Sciencemadness Discussion Board

Silver Rhodium Separation

vehmently - 21-4-2018 at 09:25


vehmently - 21-4-2018 at 09:26

Oops, wrong button. Anyone know a method to separate silver and rhodium ?

CobaltChloride - 21-4-2018 at 09:51

Literature seems to say that rhodium doesn't react with nitric acid, but silver definitely does. Soaking the piece in nitric acid should dissolve the silver as silver nitrate, releasing NOx in the process and leave behind the rhodium. Problems may arise when your piece has a lot more rhodium than silver because of the phenomenon explained in this video https://www.youtube.com/watch?v=aX4Iq11j2dI . Do you know the percentage of each metal in the piece?
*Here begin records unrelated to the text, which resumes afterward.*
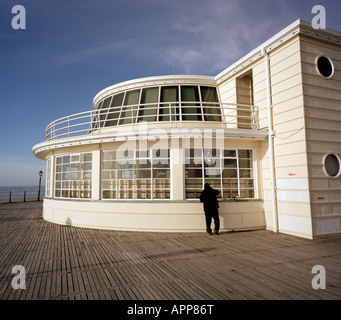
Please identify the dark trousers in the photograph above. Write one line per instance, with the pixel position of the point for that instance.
(209, 215)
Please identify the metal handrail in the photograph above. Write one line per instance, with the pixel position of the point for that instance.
(228, 115)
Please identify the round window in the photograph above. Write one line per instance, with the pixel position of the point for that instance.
(331, 165)
(325, 66)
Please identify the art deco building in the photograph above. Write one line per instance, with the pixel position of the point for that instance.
(265, 132)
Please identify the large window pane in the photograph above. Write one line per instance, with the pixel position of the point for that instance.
(224, 173)
(114, 111)
(147, 111)
(142, 178)
(131, 100)
(73, 176)
(190, 111)
(168, 95)
(211, 105)
(104, 111)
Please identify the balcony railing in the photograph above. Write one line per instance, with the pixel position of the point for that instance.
(233, 116)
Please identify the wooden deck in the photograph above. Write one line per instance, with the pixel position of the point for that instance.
(65, 262)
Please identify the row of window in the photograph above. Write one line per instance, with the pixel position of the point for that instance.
(146, 174)
(162, 103)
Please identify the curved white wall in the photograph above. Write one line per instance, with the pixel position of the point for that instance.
(148, 216)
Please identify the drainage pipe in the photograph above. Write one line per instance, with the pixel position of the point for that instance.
(271, 142)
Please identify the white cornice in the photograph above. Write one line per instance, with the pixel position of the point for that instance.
(40, 149)
(298, 27)
(152, 81)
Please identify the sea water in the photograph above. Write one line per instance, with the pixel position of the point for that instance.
(18, 192)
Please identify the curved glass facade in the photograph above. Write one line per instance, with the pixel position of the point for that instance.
(159, 103)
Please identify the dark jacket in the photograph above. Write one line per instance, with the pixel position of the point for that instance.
(209, 198)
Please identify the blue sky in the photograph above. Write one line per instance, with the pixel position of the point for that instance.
(70, 50)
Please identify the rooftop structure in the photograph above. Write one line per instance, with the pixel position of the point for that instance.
(265, 132)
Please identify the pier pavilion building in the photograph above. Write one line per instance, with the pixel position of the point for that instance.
(265, 132)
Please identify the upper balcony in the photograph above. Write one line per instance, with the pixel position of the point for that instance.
(164, 114)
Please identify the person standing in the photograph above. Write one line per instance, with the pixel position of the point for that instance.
(209, 198)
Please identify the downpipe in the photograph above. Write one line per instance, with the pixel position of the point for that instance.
(271, 142)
[Edited on 21-4-2018 by CobaltChloride]

vehmently - 21-4-2018 at 10:20

Wouldnt nitric work ?

aga - 21-4-2018 at 10:24

Quote: Originally posted by vehmently  
Wouldnt nitric work ?

That's what CobaltChloride said 30 minutes ago.
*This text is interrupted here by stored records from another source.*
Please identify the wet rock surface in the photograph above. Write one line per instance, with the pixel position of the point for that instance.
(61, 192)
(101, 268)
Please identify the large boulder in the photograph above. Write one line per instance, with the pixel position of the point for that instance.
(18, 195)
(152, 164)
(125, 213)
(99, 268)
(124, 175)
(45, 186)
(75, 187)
vehmently - 21-4-2018 at 12:51

Thanks for the replies. I was offline for a bit and miss f the post.the Rh content is fairly low on average but might get up to 25% by wgt

CobaltChloride - 21-4-2018 at 13:34

Then the method I described above should work.

Fleaker - 30-4-2018 at 07:13

I don't know how soluble rhodium is in silver, or vice versa. Check a phase diagram! I seem to recall fire assay on silver never recovers rhodium well.